Le passage du texte (lecture suivie et imposée) à l’hypertexte (accès multiples instantanés) va transformer l’espace mental des lecteurs. Le livre électronique est doté d’une charge cognitive importante. On est en présence d’interactivité forte. L’utilisateur peut transformer au cours de ses manipulations le contenu du livre et lui donner un autre visage. Il y a échange entre le lecteur et le médium. Plusieurs modalités de présentation de l’information peuvent être présentes simultanément dans la même œuvre : texte, image fixe, image animée, son. Le processus de lecture change. On accède à une lecture sélective. Le lecteur est plus libre. Cette nouvelle pratique se complexifie et combine plusieurs niveaux de lecture. Elle génère une dimension, polymorphe, transversale et dynamique, appelé métalecture. Elle favorise la lecture extensive, la comparaison de textes. Un nouveau paysage mental émerge, en donnant l’impression au lecteur d’être d’avantage immergé dans l’espace d’un livre sans fin, plutôt que confronté à la bidimensionnalité de la page. La métalecture est autoréférente. Le livre électronique permet de multiplier, autour d’un même contenu, les angles d’approches différents, de faire varier les paramètres, de traiter le matériau textuel et de le reconstruire.

Pour la lecture dite de plaisir, comprenant la création littéraire, on préférera certainement le livre imprimé. Déjà la lecture d’un roman numérisé sur l’écran d’un ordinateur n’est de loin pas conviviale. Pourtant, il n’est pas impossible d’imaginer une hypertextualité amenant les moyens de dépasser la narration linéaire. L’écrivain peut proposer plusieurs versions et les faire interagir entre elles. Le lecteur peut devenir un personnage du récit. En avance sur son temps, le livre imprimé a déjà exploité cette interactivité avec la collection Dont vous êtes le héros, qui a récolté un énorme succès.

Le texte électronique réalise un vieux rêve de l’humanité : universalité et interactivité. Il rejoint le projet des encyclopédies, comme réunir sur le même support texte, image et son. L’universelle disponibilité des mots et des choses représentées devient possible. L’idée de l’organisation, du classement et de l’ordre, prônée dans les projets encyclopédiques, est assurée grâce aux outils de recherche. Du reste, l’encyclopédie est l’un des premiers exemples de livres électroniques qui a fait surface sur support CD-ROM.

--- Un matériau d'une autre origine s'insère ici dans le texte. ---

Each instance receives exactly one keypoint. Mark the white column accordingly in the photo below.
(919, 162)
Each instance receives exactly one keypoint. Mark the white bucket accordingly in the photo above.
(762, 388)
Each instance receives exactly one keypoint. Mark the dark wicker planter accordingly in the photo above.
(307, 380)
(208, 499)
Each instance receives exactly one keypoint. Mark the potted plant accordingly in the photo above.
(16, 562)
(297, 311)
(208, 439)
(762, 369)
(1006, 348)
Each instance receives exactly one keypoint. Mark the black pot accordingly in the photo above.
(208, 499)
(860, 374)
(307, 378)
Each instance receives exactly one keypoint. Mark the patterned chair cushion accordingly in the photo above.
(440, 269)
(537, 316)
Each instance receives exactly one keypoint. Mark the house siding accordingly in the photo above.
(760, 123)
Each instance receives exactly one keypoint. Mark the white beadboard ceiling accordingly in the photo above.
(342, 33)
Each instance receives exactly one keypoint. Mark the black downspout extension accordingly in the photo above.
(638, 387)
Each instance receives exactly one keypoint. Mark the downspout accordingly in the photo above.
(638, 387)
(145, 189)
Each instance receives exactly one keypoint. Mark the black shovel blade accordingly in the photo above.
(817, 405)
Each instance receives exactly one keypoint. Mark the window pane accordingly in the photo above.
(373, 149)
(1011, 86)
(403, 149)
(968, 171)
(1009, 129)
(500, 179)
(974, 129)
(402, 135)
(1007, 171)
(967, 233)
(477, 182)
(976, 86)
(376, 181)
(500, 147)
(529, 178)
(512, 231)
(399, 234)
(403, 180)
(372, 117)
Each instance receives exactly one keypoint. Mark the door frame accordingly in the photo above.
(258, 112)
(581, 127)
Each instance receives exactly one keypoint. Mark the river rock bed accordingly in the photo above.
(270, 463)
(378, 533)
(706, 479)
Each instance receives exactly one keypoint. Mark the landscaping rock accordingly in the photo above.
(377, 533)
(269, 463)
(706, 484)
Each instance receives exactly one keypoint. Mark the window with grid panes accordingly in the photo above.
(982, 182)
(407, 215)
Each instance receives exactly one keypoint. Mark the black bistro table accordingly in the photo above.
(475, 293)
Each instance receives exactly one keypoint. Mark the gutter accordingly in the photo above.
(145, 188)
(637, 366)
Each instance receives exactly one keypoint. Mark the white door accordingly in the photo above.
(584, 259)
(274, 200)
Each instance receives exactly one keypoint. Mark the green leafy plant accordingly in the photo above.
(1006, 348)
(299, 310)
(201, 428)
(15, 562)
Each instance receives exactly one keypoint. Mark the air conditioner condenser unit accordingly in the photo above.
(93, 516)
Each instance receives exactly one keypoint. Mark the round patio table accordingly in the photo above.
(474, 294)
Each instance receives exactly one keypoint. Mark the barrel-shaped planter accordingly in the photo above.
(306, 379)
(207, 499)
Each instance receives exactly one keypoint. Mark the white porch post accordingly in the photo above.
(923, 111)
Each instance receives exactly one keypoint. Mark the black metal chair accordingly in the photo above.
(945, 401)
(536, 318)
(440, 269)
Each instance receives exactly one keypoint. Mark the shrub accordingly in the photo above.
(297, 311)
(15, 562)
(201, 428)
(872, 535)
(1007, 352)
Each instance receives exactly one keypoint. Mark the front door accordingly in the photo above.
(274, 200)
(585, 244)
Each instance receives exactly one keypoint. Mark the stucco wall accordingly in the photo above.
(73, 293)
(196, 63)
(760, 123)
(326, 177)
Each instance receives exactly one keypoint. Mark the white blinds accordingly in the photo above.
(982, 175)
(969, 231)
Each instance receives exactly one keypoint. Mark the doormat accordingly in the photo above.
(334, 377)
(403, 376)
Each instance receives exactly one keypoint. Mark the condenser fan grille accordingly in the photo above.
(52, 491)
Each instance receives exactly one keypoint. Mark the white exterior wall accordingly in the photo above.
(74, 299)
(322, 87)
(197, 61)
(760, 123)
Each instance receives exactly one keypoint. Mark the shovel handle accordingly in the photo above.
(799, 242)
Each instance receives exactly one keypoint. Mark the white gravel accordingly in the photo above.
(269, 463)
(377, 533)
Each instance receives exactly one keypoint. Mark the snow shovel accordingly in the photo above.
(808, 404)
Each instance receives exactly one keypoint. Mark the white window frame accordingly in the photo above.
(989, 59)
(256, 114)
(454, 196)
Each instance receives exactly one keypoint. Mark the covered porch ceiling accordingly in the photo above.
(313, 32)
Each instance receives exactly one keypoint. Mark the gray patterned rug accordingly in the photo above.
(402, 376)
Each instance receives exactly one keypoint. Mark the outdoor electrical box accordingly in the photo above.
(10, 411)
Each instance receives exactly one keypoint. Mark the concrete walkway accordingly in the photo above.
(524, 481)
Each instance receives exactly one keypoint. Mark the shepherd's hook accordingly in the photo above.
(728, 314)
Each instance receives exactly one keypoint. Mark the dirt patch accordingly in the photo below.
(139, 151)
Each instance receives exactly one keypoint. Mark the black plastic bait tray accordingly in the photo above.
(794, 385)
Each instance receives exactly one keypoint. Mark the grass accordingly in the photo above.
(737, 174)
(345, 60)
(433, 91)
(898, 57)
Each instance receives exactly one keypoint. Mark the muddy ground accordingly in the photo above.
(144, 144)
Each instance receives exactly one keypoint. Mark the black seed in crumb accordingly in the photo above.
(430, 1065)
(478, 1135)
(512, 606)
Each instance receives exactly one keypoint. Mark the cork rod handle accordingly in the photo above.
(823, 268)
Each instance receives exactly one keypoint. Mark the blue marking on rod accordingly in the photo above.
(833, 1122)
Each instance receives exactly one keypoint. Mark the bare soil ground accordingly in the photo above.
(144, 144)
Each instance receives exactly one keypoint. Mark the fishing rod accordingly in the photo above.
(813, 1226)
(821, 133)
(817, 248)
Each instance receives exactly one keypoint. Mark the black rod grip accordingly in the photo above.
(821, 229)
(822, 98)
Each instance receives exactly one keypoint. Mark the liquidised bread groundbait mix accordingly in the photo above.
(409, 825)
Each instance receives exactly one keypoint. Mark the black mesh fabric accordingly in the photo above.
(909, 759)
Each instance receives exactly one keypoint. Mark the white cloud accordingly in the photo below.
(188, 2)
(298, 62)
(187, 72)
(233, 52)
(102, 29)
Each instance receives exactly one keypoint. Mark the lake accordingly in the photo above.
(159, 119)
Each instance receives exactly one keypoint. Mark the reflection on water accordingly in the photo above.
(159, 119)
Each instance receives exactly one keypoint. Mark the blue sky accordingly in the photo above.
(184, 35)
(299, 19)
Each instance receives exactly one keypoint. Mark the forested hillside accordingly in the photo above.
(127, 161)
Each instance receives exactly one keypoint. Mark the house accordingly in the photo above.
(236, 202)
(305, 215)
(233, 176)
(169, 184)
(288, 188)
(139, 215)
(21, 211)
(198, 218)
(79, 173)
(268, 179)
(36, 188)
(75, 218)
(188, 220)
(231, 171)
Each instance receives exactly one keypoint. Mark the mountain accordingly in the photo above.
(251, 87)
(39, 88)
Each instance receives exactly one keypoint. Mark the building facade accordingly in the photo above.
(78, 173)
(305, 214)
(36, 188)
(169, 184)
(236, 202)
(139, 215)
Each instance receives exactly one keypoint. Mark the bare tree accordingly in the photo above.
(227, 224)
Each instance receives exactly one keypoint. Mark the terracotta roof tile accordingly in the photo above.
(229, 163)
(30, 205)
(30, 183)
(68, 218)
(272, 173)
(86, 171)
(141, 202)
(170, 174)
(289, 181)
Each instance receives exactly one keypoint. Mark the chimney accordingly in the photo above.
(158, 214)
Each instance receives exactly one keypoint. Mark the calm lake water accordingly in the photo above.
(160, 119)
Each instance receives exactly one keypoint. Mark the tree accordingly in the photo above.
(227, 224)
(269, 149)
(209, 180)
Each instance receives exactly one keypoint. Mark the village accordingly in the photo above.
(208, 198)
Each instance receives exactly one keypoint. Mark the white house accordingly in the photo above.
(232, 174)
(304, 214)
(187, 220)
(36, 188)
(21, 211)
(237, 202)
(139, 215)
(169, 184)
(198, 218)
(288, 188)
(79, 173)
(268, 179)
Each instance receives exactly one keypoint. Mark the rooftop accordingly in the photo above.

Avec le livre électronique, on assiste à une révolution des structures du support matériel de l’écrit, des pratiques de lecture, du mode de production et de communication. Il jouera un rôle important sur la transmission des connaissances et la formation, d’où sa présence principalement dans la documentation scientifique et technique. Les livres concrets ne sont pas encore en voie de disparition. Ils vont au contraire continuer à proliférer. Pourtant, l’objet livre a perdu sa place centrale concernant le domaine cognitif, culturel et politique. Il se trouve dépassé par un processus de métalecture. Cette “ textualité dynamique ” ne transforme pas seulement le rapport individuel au texte, mais aussi le modèle traditionnel de production et de transmission des connaissances. A une transmission linéaire et individualisée tend à se substituer un regroupement des savoirs où l’enseignement, l’auto-apprentissage, la création intellectuelle et la diffusion coopèrent. Le livre électronique ne supplantera point le livre imprimé, au contraire ils se compléteront, en répondant à des besoins distincts. Un des principaux problèmes des bibliothèques sera de naviguer dans un espace documentaire, à la fois imprimé et électronique. Elles devront en outre veiller à ce que tous les citoyens disposent des outils de navigation et maîtrisent les nouvelles techniques de lecture. Du reste on peut se demander, comment s’effectuera le prêt des livres électroniques. Sur quel support : Accès en ligne, CD-ROM, … ? Consultation sur place ou à distance ? L’électronique assurera-t-elle la même pérennité que le papier ? Vue l’avancée vertigineuse du monde de l’informatique dans le domaine documentaire, toutes ces questions devront trouver une réponse très prochainement.